Host: Yougawalla Pastoral Co.
Written by Haydn Sale – Founder and Managing Director, Yougawalla Pastoral Company (Husband of this week’s host, Jane Sale).
“Mentor” is I believe a much over used word in today’s vernacular. There are mentoring programs for just about anything you can think of. The real meaning of mentor in my book is a person that you respect, look up to, turn to for advice, and plays a significant role in your life and development as a person. If you are lucky enough to have one of these in your life then you are very fortunate and should always hold this relationship dear to your heart.
John Dunnicliff my mentor and dear friend 1940 – 2016.
I have had until recently the great honour and incredible good fortune to have had a person such as this in my life. The recent passing of John Dunnicliff, from Beetaloo Station in the NT, heralds a huge change in my life, for nearly 20 years he has been my friend and mentor. His death has caused me to reflect on many things lately and the one I keep coming back to is the huge impact he had on my life. With everything from business skills and principles, to lessons on how to lead your life in an honourable and decent way. A good mentor will help you through the lows and make sure you keep your feet on the ground during the highs. They help to smooth out the bumps in life and pass on hard won wisdom that only time and experience can bring. With John passing I have started to think about how I might play that role for someone else one day and in some small way repay the good deeds that have been done for me.

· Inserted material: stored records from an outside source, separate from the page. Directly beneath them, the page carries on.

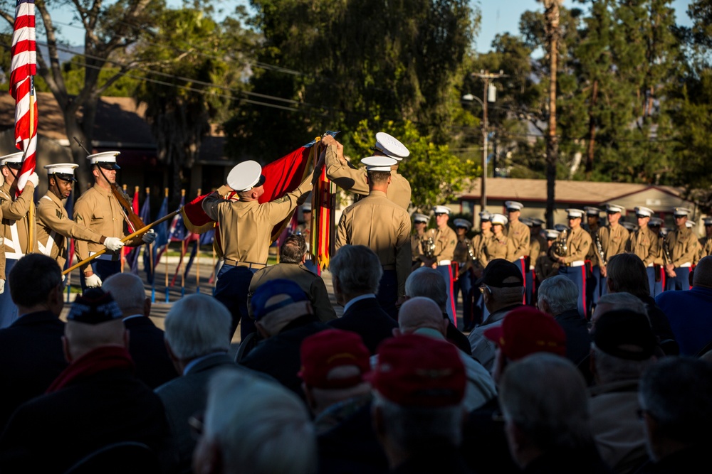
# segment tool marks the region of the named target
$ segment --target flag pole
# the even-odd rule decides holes
[[[198,188],[198,196],[201,195],[200,188]],[[197,248],[195,250],[195,256],[198,259],[197,266],[195,267],[195,286],[196,286],[196,293],[200,293],[200,237],[198,237],[198,239],[195,241],[195,244],[197,245]]]
[[[145,234],[147,231],[149,231],[151,229],[151,227],[152,227],[153,226],[158,225],[161,222],[165,222],[166,220],[168,220],[169,219],[172,218],[173,216],[174,216],[176,214],[177,214],[179,212],[180,212],[180,209],[177,209],[177,210],[173,211],[172,212],[171,212],[170,214],[167,214],[166,215],[163,216],[162,217],[161,217],[160,219],[159,219],[156,222],[151,222],[150,224],[149,224],[146,227],[142,227],[141,229],[139,229],[136,232],[135,232],[133,233],[131,233],[131,234],[129,234],[128,235],[127,235],[126,237],[125,237],[123,239],[122,239],[121,242],[128,242],[131,239],[133,239],[135,237],[137,237],[138,235],[142,235],[143,234]],[[98,257],[99,257],[100,255],[103,255],[105,253],[106,253],[106,249],[102,249],[101,250],[100,250],[99,252],[96,252],[95,254],[94,254],[91,257],[90,257],[88,258],[86,258],[86,259],[84,259],[83,260],[82,260],[79,263],[77,263],[77,264],[75,264],[72,265],[68,269],[67,269],[66,270],[65,270],[64,271],[63,271],[62,274],[63,275],[66,275],[68,273],[69,273],[69,272],[70,272],[70,271],[73,271],[73,270],[79,268],[80,266],[82,266],[83,265],[85,265],[86,264],[89,263],[90,262],[91,262],[94,259],[95,259]]]
[[[35,117],[34,117],[34,109],[35,109],[35,80],[34,76],[30,76],[30,140],[32,139],[32,133],[34,131],[35,126]],[[25,150],[25,155],[23,157],[23,160],[27,158],[27,150]],[[31,254],[34,251],[34,237],[35,237],[35,200],[34,197],[30,200],[30,212],[28,221],[27,222],[27,237],[28,242],[27,242],[27,253]]]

Me with my Father and Grandfather supporting me at a rowing competition in my school days.
Two important men in my life, my father and my grandfather passed away in my last year of high school. For many years after this I felt a little lost, with no one to turn to or bounce things off. My mother was going through a great period of grief and change in her life (it was her father that had died as well as her husband) and I did not want to burden her with more than she was already dealing with and with my younger brother still at school. Looking back on it now it was an exciting, busy part of my life, starting out as a Jackaroo on a Riverina sheep station, but also a very lonely and sad period. I knew I wanted to be in agriculture but I was not sure where or how, as I was always told you had to have a viable farm to go home to. My Grandfather’s farm was sold after his death to help Mum financially, so I was on my own.
I went to university in New England as a stalling tactic to work out what I wanted to do and give myself a fall-back position for a professional career. It was here that I met one of John’s daughters and through my relationship with her came to meet John. What a revelation. Here was a man that didn’t work by the normal rules. A self-made man that started with nothing and was in the process of building a pastoral empire by a combination of entrepreneurial spirit, great daring, hard work, considered decisions and all tied together with a belief that you did not have to follow the norm. If you thought you could do it differently and better, go your hardest and don’t listen to the knockers. If you could not work out a way to get something done or create an opportunity then you just were not trying hard enough.
Luckily we got along very well and when I graduated from university, he offered me a job to work in his business, which at that time was running a large scale beef enterprise on King Island. I jumped at the chance and relished the next few years working for him and gleaning as much information off him as I could. He at that time was also operating a beef property at Holbrook in NSW and Cherabun station in the Kimberley. This was my introduction to the Kimberley and a large part of the reason we are where we are now. After moving on and starting my own machinery contracting business, which he encouraged greatly, and further still buying my first property, I was always looking to him for guidance. The expansion of Yougawalla Pastoral Company in later years was also in a large part due to his knowledge and continuing advice.
John Dunnicliff at Beetaloo Station on the Barkly Plains NT. Photo credit: The Australian.
I feel a huge void in my life now and am still adjusting to him not being on the end of the phone, or there for a chat or regular visits to see what he was up to. I know all things come to an end but his incredible influence on my life will never be forgotten. I hope one day I get to, and quite honestly feel an obligation to, play this role for someone else as I get older. If I can do it half as well as he did, then I will have achieved a great thing. His passing has brought back into focus the things that are really important in life, relationships with family, friends, and the selfless acts that good people do all the time, unnoticed, to help out someone else.